|
|
|
|
|
by throwaway892238
1480 days ago
|
|
I think this myth exists because Google was (is?) famously obsessed with SWE. But if you actually read the SRE books and look at the actual discipline of SRE ("what's the difference between SWE and SRE?"), SRE is quite blatantly just operations management. The website is a power plant, and the SRE runs the power plant. You don't build parts to run a power plant, you use software (as in manipulate/control/operate) to run it. You act quickly when the numbers go out of line, you write reports and control how much power is going in and out, respond to surges and dips, etc. For whatever reason, Google decided to tell people that the same person who's building the klaxon and the concrete wall and the pipes for the power plant, and the person who's operating the power plant, are one in the same. But that's clearly bunk. Building a part and running a system are completely different disciplines, and anyone who does both will only be half good at both. Humans are shit at multitasking and there's few true polymaths out there. Show me a master programmer and I'll show you an amateur woodworker. I also don't believe software engineering principles will help you reduce operational complexity. If anything, software engineering tends to either make things either inefficient or subtly complicated. Reducing operational complexity comes from the discipline of operations, which isn't engineering. Non-tech companies have known about these distinctions for like a hundred years.
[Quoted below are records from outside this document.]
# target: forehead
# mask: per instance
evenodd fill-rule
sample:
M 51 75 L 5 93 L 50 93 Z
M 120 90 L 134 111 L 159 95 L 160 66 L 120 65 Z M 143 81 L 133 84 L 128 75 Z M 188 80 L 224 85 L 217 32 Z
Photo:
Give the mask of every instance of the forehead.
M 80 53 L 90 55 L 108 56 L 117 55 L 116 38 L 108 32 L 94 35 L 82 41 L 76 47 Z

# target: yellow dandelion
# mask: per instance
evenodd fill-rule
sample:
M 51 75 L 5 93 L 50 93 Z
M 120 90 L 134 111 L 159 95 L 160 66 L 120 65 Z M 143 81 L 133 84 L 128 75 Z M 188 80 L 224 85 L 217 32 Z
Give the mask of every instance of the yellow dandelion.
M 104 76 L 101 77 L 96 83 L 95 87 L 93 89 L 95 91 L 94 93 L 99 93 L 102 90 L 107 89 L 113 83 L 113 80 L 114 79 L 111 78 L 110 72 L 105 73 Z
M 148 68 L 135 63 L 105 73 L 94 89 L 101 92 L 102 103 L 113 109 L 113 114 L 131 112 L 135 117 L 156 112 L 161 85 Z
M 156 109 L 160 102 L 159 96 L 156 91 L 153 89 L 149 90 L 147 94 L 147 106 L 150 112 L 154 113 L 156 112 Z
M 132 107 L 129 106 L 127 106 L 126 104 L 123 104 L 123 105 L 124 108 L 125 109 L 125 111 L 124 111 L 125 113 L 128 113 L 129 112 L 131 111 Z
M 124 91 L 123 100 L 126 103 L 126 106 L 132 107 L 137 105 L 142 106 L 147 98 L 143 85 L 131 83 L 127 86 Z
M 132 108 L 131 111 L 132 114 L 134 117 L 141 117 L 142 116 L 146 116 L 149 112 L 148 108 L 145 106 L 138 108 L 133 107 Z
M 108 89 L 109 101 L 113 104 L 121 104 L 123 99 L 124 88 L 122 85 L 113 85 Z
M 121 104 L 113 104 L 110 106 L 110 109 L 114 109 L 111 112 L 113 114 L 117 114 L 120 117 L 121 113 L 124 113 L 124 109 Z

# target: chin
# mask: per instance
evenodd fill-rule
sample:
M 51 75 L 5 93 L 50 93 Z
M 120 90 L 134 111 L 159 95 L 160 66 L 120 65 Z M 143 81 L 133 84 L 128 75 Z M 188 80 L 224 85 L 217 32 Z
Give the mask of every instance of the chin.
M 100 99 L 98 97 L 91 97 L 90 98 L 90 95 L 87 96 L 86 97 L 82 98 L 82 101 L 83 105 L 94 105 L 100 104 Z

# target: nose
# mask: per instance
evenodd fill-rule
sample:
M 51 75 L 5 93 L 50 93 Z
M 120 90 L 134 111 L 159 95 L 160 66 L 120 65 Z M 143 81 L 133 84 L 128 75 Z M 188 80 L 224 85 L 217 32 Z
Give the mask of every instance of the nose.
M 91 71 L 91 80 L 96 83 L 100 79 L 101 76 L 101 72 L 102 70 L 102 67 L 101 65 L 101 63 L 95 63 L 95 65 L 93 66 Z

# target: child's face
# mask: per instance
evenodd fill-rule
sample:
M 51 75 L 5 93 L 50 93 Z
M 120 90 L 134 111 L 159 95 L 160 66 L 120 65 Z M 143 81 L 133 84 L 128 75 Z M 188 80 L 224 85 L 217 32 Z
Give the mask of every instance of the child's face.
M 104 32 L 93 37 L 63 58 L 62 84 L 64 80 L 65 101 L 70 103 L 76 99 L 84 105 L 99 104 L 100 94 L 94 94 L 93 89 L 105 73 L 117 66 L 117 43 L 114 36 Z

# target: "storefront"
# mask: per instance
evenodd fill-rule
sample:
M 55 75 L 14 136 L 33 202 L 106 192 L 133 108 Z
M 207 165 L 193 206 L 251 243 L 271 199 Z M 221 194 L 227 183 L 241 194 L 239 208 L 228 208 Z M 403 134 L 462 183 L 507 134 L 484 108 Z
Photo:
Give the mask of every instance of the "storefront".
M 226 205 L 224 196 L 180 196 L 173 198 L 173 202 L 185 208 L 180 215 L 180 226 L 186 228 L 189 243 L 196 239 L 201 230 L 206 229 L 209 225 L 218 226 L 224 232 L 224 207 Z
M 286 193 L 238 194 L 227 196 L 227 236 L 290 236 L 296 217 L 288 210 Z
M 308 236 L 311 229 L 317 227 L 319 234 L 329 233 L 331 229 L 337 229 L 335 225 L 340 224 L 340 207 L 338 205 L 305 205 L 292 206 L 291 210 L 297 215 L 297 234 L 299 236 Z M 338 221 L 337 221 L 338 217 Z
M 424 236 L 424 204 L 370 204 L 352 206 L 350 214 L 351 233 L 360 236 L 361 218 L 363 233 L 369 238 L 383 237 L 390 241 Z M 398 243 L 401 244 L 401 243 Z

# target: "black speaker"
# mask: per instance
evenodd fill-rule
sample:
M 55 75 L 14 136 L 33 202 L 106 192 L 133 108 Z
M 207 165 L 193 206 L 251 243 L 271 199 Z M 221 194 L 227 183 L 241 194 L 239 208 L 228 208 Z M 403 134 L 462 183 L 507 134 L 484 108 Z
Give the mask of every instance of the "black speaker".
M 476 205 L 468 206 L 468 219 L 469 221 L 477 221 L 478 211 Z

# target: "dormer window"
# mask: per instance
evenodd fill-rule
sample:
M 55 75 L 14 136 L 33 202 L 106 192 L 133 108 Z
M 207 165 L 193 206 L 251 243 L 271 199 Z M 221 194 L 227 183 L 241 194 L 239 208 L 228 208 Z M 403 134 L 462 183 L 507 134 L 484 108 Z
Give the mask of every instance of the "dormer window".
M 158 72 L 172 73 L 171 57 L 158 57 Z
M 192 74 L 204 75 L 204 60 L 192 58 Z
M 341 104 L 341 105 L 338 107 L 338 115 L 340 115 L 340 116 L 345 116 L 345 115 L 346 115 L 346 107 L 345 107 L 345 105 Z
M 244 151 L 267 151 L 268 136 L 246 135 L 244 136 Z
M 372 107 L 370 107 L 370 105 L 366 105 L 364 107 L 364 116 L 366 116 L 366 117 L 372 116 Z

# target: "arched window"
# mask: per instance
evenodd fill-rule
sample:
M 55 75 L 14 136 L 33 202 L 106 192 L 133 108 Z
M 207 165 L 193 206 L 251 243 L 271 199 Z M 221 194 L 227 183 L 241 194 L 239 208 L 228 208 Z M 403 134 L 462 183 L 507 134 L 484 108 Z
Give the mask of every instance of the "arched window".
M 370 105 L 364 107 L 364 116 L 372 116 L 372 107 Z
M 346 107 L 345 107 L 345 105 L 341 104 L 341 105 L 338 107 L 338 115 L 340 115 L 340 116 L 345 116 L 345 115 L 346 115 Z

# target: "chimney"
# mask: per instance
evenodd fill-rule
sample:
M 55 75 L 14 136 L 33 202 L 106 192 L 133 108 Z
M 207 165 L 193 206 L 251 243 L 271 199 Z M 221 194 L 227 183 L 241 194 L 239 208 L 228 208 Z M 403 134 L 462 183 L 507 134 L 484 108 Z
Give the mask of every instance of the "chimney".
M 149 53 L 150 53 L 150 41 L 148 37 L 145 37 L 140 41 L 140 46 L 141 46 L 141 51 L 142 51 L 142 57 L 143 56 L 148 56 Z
Deming applied scientific rigor and analysis to come up with better practices, but he didn't have to design any widgets to do it. |
|
Depending on the team, SREs can absolutely involved with "building the system", especially the klaxon ;) Examples include designing and implementating metrics used to make make decisions in business logic and or exposed to customers/users, writing routing components like mixers and proxies, developing data pipelines, etc. At Google many SRE teams build and run entire multi-tenant systems with no pure SWEs involved at all.
Healthy SRE teams should be spending 20% of their time on operations. On my team its actually the devs who do most of the operations work. They take the pager during business hours and we route most maintenance tickets to them.